Tuesday, December 22, 2015

our place in the Universe

no matter if you believe in Santa Claus or not, the end of year with its long nights is as good a time as any to look up at the stars and reflect on our place in the Universe. In this seasonal spirit I have written up a feature on the search for extraterrestrial intelligence (SETI), which has recently received a major cash boost, combined with recent findings from the study of extrasolar planets.

The feature is out now and appears to be on open access for now (until the next issue appears in 2 weeks):

Listen out for life

Current Biology

Volume 25, Issue 24, pR1151–R1153, 21 December 2015

Full text and access to PDF

should that not work, here is a magic link that allows free access for 50 days after publication. When that expires, you'll just have to email me for a PDF file. The feature will then return to open access one year after publication.

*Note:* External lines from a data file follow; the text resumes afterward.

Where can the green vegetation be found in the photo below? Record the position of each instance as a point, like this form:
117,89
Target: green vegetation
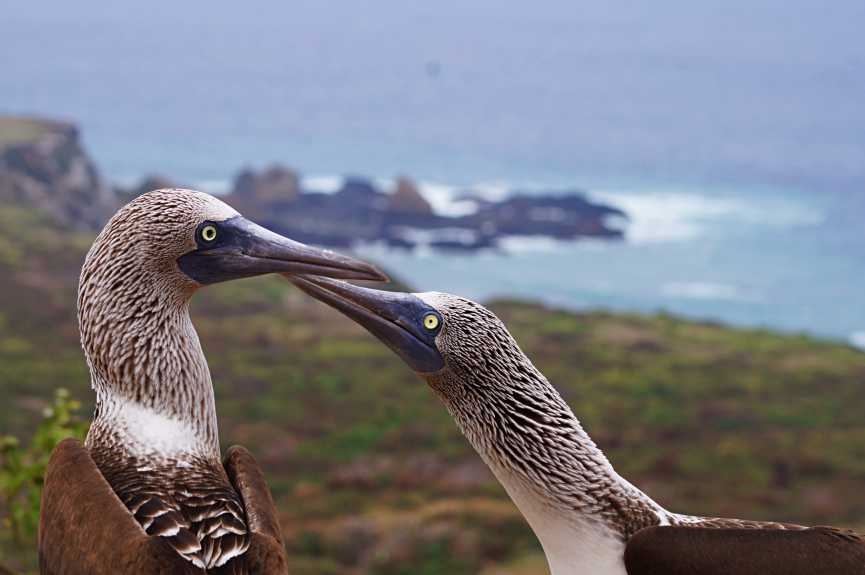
367,468
22,470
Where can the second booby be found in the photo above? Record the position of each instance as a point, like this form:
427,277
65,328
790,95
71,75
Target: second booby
589,520
148,492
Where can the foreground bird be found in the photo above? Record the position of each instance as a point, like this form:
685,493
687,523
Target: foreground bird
588,519
148,493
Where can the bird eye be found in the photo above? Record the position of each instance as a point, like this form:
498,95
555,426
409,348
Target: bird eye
430,321
208,233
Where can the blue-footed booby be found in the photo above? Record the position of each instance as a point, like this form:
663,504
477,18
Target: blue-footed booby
589,520
148,491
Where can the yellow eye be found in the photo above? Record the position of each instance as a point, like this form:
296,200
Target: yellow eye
430,321
208,233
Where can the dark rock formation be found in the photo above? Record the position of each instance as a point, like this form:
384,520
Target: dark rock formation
360,213
43,165
406,198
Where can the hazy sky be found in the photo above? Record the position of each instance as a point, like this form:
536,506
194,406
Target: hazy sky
756,92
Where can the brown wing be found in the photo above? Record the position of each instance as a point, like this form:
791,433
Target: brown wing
713,551
266,553
85,529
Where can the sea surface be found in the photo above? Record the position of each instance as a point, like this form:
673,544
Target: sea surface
732,133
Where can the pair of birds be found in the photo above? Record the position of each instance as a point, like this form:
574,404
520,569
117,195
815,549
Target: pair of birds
148,493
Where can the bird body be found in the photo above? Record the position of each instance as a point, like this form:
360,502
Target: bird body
154,437
588,519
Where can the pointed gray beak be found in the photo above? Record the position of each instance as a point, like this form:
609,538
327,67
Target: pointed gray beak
241,248
395,318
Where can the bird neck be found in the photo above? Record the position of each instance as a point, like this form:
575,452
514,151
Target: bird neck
559,479
154,395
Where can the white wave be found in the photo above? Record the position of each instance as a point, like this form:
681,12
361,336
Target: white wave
705,291
682,215
426,237
857,339
529,244
321,183
216,187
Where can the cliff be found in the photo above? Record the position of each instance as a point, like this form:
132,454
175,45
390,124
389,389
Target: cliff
43,165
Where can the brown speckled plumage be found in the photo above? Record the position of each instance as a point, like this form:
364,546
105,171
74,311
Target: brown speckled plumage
154,435
588,519
525,432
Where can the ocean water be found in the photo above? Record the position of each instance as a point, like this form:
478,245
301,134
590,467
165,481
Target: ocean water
731,132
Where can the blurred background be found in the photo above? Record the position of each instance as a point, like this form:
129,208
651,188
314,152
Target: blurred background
663,200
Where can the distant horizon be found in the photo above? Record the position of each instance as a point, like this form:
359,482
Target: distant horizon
758,93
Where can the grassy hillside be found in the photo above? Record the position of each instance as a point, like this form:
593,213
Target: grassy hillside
368,470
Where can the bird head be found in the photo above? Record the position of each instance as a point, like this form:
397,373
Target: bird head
190,239
442,337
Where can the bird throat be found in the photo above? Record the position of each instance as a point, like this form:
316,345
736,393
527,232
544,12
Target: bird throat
581,510
154,396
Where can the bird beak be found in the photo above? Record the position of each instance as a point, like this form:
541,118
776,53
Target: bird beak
393,317
245,249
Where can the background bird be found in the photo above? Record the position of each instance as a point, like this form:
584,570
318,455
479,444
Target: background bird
154,442
587,517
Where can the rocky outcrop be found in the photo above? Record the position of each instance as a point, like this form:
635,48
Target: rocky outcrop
359,212
406,198
44,166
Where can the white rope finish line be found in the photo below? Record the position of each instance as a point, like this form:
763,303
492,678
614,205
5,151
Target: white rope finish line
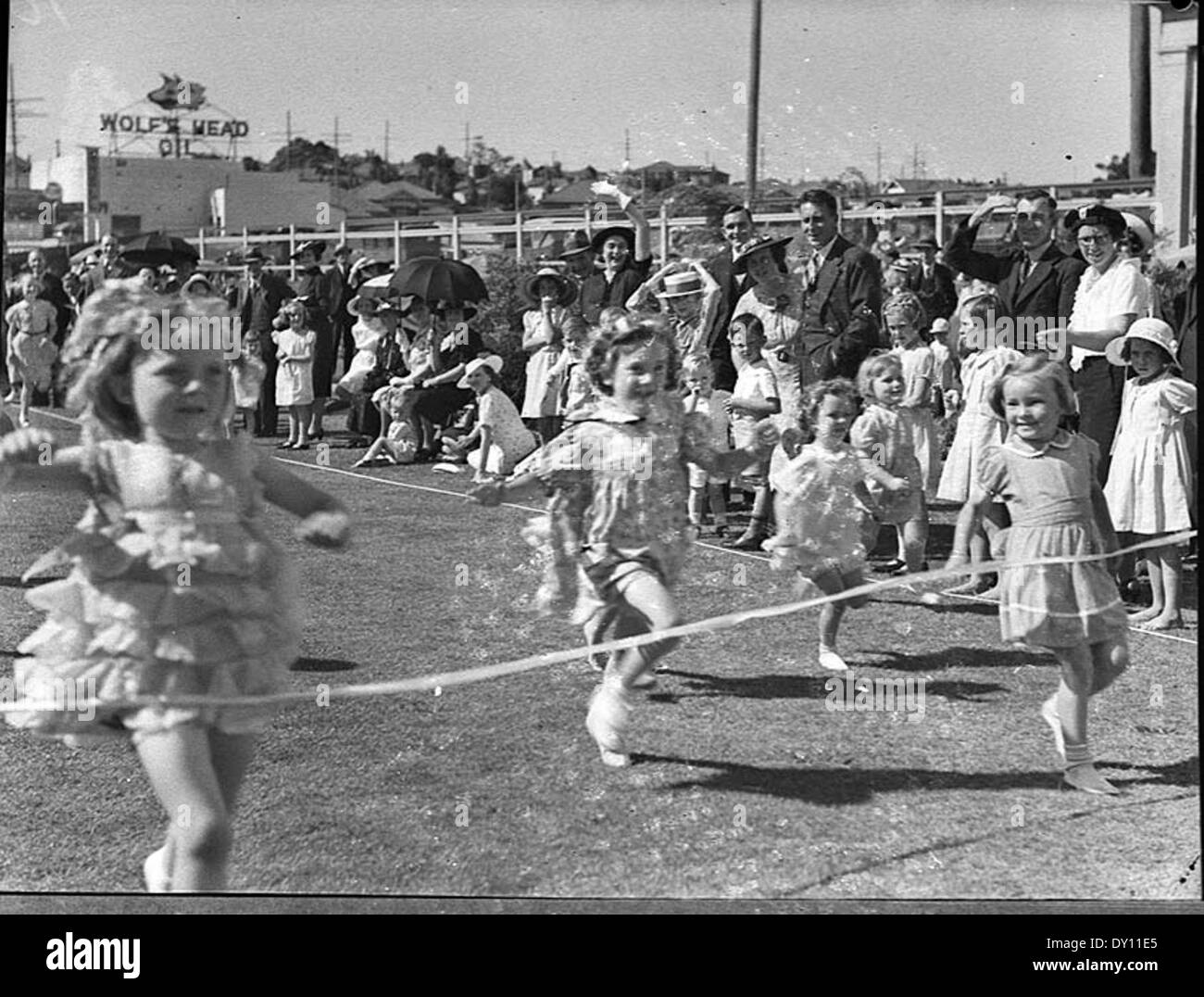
485,672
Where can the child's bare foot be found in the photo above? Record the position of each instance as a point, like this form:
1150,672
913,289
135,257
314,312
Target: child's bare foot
1144,615
607,722
1085,776
1163,622
155,871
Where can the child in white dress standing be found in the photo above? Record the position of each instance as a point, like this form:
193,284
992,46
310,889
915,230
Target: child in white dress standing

The feature also served as an excuse to reproduce the Hubble extreme deep field image - even though, of course, the galaxies shown in this picture are so far away in space and time that it is completely impossible to communicate with them, so the picture is just here to show what a mindboggling big place the Universe is:

This Extreme Deep Field image obtained by the Hubble Space Telescope shows galaxies from 13.2 billion years ago. It compiles observations from a minute patch of sky that would appear empty to normal telescopes, so every speck of light seen in this image is a distant galaxy. (Image: NASA; ESA; G. Illingworth, D. Magee, and P. Oesch, University of California, Santa Cruz; R. Bouwens, Leiden University; and the HUDF09 Team.)